Dosyadaki bilgi ve belgelerden; davacının 01/11/1995 tarihinde Tarım Bağ-Kur tescil kaydının yapılmış olduğu, 01/11/1995- 31/12/1995 ve 01/10/2008-29/04/2011 tarihleri arasında Tarım-Bağ-Kur sigortalılık süresinin bulunduğu, davacının 15.03.2011 tarihli ihya talebi ile 6111 sayılı Yasa’dan yararlandığı, bu kapsamda 29/04/2011 tarihinde 850 TL, 13.759,00TL, 4.355 TL olmak üzere prim borcunu ödediği, 30/04/2011 tarih ve 9030529 varide no ile yaşlılık aylığı tahsis talebinde bulunduğu, Kurum’un 26/07/2011 tarih ve 15149205 sayılı yazısı ile talep tarihi itibari ile satmış olduğu süt ürünleri bedellerinden tevkifat işlemlerine binaen , bağ- kur başlangıç tarihinin geriye çekildiği, ancak ziraat odası kaydının 07/09/2008 tarihinde başlaması, süt ürününe ilişkin yani hayvancılıkla ilgili kurum ve kuruluş kayıtlarının olmaması sebebiyle tarım Bağ-Kur sigortalılığının aralıksız devam ettirilemediği, bu sebeple sigortalılık sürelerinin 01.11.1995-31.12.1995 ve 01.10.2008-29.04.2011 tarihleri arasında varlığının kabulü ile tahsis talebinin reddolunduğunun davacıya bildirildiği, davacı adına Çukurova Üniversitesi Ziraat Fakültesi tarafından 1995 ve 1997 yılları arasında süt bedeli olarak birden fazla müstahsil makbuzu ve ödeme fişlerinin düzenlendiği anlaşılmaktadır.

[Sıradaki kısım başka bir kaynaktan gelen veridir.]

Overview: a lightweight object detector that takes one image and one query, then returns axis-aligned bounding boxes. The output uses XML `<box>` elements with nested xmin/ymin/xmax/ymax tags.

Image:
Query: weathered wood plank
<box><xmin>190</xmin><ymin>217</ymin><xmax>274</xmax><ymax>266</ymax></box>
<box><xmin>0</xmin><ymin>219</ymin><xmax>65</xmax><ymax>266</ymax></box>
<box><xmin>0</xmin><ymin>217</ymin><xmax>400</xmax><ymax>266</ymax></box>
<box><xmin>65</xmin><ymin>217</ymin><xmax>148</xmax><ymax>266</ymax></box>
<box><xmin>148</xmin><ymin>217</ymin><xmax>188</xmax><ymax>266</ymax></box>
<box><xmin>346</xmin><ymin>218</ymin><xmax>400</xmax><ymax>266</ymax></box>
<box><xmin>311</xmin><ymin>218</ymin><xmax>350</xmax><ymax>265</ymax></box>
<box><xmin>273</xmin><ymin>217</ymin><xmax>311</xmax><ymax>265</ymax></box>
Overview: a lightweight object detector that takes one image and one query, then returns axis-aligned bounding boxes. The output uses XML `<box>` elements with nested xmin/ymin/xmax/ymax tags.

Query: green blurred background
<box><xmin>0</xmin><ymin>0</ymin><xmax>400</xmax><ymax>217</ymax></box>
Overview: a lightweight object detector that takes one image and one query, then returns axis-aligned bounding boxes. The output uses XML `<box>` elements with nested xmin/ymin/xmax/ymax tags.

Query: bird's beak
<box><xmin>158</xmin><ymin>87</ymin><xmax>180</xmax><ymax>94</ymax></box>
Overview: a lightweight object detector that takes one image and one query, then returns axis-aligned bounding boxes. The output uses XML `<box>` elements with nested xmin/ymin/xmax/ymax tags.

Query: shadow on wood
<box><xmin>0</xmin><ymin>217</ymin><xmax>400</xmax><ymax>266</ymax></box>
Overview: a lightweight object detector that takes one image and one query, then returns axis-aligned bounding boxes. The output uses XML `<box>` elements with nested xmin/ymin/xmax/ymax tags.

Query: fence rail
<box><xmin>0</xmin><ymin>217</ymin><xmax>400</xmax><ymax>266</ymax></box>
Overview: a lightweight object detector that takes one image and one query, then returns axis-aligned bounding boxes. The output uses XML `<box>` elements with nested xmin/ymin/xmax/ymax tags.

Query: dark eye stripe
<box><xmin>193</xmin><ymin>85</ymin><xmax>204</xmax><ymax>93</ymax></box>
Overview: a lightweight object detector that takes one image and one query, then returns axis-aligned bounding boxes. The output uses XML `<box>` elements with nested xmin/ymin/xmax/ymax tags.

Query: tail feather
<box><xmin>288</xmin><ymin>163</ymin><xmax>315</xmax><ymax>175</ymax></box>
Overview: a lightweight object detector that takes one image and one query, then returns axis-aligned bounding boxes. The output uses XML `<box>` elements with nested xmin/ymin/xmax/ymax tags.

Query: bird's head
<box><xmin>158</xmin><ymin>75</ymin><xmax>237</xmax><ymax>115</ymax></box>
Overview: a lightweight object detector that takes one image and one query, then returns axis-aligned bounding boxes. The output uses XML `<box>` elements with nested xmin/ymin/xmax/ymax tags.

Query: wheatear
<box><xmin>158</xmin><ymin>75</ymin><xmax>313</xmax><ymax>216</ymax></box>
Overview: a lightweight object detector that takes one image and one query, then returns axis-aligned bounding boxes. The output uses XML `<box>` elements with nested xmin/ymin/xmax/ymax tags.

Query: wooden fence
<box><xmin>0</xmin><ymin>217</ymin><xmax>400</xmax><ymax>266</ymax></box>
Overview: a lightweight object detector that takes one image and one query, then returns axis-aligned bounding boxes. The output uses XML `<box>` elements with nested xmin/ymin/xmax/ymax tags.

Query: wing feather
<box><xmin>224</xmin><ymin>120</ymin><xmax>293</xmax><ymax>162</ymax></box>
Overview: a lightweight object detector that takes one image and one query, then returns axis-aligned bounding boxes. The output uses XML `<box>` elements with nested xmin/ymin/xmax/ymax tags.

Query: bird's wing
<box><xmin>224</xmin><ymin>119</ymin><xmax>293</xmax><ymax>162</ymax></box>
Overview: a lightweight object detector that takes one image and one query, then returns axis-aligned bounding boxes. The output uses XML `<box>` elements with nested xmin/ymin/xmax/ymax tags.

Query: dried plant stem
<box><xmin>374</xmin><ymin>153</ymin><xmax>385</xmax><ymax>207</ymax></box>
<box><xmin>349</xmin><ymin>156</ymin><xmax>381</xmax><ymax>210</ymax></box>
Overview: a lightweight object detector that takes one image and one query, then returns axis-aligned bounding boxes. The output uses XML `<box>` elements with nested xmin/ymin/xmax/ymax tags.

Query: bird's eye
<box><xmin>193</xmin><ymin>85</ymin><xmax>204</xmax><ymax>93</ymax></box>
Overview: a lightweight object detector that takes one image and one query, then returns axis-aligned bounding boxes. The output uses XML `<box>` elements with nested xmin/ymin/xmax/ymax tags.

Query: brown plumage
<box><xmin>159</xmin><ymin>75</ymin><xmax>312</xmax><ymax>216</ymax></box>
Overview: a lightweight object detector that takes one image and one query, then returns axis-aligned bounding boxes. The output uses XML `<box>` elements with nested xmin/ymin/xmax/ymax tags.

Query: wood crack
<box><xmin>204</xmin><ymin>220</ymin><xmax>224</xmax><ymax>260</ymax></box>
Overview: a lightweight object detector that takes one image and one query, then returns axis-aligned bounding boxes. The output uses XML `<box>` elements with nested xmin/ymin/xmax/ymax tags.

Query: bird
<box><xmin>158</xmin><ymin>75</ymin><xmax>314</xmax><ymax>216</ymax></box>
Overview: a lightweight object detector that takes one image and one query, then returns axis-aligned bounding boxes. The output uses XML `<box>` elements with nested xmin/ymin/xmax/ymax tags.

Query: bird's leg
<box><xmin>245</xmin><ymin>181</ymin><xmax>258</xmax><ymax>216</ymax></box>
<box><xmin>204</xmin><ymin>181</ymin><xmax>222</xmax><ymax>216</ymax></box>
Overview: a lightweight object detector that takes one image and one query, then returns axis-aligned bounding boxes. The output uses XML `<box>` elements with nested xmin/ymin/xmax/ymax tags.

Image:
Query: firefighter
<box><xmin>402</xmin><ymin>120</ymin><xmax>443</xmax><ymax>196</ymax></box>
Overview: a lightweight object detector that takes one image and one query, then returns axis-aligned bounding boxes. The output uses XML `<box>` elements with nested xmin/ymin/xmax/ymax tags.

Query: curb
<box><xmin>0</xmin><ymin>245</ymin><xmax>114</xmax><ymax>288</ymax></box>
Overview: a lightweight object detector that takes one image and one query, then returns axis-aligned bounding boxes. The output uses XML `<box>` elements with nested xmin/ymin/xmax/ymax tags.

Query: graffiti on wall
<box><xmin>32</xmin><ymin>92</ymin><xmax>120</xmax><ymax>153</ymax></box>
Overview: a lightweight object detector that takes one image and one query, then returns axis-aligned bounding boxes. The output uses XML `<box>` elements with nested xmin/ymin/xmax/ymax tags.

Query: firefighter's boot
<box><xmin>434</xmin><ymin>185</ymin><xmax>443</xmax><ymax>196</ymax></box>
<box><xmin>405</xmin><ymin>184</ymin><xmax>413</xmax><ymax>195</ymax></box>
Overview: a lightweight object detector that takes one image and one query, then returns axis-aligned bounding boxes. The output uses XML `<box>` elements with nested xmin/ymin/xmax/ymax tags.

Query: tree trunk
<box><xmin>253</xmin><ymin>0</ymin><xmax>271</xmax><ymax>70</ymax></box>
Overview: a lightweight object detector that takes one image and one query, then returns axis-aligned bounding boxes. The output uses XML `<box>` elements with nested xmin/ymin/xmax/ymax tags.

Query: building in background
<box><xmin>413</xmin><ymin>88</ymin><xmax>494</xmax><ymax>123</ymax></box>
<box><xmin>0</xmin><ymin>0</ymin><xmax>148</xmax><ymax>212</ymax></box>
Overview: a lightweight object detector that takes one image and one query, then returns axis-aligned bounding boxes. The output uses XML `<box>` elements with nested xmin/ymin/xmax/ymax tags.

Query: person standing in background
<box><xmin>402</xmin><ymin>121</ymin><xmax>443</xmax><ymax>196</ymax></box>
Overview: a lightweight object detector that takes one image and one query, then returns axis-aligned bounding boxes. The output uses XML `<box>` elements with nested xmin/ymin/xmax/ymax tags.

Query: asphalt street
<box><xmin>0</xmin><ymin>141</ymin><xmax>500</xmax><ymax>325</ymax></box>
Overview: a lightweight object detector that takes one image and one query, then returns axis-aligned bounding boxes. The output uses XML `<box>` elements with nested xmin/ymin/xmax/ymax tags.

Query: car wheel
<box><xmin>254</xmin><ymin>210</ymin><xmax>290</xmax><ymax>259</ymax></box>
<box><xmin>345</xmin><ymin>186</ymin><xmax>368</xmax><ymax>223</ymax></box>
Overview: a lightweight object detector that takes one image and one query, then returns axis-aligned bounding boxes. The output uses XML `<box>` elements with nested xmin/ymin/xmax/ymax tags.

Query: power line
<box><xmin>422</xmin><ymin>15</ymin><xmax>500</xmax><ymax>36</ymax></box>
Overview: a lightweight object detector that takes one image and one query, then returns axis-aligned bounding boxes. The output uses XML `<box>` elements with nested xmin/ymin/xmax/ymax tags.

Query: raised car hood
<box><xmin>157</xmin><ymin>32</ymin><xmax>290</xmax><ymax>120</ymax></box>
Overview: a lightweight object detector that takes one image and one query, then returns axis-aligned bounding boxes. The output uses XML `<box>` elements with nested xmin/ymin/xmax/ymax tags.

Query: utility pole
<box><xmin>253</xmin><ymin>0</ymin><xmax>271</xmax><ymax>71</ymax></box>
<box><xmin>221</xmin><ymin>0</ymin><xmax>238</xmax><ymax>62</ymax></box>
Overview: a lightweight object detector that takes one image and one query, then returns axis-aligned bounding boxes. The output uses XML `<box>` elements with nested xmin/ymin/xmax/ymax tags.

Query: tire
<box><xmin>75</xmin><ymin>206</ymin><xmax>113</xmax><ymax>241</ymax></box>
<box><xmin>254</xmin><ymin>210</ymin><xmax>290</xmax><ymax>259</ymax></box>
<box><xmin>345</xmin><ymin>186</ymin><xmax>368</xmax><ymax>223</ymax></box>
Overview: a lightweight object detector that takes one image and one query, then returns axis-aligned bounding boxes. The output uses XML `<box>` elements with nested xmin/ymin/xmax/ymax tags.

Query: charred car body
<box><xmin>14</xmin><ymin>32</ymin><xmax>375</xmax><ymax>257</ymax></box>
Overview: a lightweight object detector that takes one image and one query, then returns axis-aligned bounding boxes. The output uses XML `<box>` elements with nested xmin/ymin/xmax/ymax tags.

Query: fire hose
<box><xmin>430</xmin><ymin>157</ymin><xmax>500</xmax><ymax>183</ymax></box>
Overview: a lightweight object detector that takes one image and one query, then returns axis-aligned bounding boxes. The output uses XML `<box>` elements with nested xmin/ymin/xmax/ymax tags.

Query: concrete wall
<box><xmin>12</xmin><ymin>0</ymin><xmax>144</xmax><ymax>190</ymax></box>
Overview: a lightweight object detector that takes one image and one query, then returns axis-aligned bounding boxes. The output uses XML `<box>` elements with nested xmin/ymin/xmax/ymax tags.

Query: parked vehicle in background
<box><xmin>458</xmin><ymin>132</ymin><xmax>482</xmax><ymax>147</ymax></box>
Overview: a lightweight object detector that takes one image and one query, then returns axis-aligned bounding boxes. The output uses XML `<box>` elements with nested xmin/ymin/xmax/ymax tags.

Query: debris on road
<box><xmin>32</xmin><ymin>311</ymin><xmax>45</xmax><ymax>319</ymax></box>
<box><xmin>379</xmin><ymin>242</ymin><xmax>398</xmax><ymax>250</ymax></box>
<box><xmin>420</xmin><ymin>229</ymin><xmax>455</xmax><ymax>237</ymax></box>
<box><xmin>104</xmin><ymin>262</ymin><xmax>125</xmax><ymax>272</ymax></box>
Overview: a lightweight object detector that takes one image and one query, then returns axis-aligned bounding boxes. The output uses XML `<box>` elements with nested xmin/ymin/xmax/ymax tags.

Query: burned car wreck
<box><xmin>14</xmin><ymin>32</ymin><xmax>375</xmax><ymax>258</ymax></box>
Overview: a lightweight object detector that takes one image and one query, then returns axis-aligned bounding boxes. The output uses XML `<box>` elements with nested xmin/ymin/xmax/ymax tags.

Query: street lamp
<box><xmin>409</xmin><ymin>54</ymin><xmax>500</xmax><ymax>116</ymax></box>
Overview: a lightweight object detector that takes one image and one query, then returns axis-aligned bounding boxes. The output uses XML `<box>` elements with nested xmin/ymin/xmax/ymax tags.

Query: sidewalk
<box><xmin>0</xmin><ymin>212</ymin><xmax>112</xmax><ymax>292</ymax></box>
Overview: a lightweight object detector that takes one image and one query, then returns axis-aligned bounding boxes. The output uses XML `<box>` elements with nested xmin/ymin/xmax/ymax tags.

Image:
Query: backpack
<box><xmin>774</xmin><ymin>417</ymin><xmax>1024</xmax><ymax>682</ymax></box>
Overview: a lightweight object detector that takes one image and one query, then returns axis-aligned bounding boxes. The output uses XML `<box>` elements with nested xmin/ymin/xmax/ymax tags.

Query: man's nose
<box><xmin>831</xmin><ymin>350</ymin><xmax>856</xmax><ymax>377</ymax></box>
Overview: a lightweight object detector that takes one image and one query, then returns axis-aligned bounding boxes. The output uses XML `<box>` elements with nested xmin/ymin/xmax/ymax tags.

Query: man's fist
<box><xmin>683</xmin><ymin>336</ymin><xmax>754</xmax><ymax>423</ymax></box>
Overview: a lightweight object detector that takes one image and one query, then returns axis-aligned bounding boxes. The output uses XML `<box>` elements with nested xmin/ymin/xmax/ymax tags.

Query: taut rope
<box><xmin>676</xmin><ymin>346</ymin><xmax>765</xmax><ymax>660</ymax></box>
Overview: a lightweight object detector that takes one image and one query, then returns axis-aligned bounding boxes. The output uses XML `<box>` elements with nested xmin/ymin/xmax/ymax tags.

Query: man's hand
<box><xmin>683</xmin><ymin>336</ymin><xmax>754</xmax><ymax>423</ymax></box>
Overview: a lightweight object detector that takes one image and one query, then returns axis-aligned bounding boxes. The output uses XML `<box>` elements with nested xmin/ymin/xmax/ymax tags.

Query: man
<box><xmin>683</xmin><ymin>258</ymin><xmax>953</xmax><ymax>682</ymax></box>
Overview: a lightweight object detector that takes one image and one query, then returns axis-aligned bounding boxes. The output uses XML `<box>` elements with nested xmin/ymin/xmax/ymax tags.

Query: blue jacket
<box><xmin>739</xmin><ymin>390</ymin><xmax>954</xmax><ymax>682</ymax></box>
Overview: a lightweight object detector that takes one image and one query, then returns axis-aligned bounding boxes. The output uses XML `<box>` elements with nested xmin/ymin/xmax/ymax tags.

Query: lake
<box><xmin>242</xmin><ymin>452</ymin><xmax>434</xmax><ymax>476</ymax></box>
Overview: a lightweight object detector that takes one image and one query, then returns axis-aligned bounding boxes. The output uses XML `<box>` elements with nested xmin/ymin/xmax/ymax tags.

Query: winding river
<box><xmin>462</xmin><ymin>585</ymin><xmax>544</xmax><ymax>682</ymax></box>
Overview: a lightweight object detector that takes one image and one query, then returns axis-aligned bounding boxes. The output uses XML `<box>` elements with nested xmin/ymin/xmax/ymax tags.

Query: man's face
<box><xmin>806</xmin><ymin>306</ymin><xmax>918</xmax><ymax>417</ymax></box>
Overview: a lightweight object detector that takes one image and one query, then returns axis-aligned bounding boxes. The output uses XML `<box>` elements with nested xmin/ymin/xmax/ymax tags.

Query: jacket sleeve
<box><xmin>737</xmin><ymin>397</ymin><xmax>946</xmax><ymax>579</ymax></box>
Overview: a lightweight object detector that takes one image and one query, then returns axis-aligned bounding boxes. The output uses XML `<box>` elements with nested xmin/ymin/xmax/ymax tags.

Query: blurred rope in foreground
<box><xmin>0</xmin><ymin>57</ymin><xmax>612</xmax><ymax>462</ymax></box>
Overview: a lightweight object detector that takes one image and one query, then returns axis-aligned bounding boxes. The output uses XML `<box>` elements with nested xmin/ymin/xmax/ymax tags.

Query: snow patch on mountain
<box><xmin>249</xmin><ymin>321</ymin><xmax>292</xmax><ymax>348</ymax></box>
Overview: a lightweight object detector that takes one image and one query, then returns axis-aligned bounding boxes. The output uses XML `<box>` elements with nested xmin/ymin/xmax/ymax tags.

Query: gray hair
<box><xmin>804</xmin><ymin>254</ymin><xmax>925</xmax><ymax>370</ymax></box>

Somut olayda; davacı adına 1995 ve 1997 yılları içerisinde düzenlenmiş müstahsil makbuzu ve ödeme fişlerinin olduğu, 1997 yılından sonra herhangi bir ürün teslimi yada prim kesintisinin bulunmadığı anlaşılmaktadır. Prim kesintisine dayalı tespit davalarında, ilk prim kesintisinin yapıldığı yılı takip eden yıllarda da, prim kesintisinin veya ürün tesliminin yani tarımsal faaliyetin düzenli olması gerekir. Düzenli prim kesintisi ve ürün tesliminden amaç, bunun her yıl yapılabileceği gibi, prim kesintisi veya ürün tesliminin iki yıla kadar olan süre dışında devam ettiği durumlarda da düzenli olduğu dolayısıyla tarımsal faaliyetin sürekli olduğu kabul edilebilir. Davacının uyuşmazlık konusu dönem içerisinde 31/12/1997- 30/09/2008 tarihleri arasında herhangi bir prim kesintisi ve ürün tesliminin bulunmadığı dolayısıyla sigortalılık koşullarının oluşmadığı anlaşılmaktadır.
Yapılacak iş; davacının 31/12/1997- 30/09/2008 tarihleri arasında herhangi bir prim kesintisi ve ürün tesliminin bulunmadığı dolayısıyla sigortalılık koşullarının oluşmaması nedeniyle bu dönem yönünden davanın reddine karar vermek ve sonucuna göre yaşlılık aylığı şartlarının oluşup oluşmadığını değerlendirmek suretiyle karar vermekten ibarettir.
Mahkemece bu maddi ve hukuki olgular gözetilmeksizin yazılı şekilde karar verilmiş olması usul ve yasaya aykırı olup bozma nedenidir.
O halde davalı Kurum vekilinin bu yönleri amaçlayan temyiz itirazları kabul edilmeli ve hüküm bozulmalıdır.
SONUÇ: Hükmün yukarıda açıklanan nedenlerle BOZULMASINA, 09/06/2014 gününde oybirliğiyle karar verildi.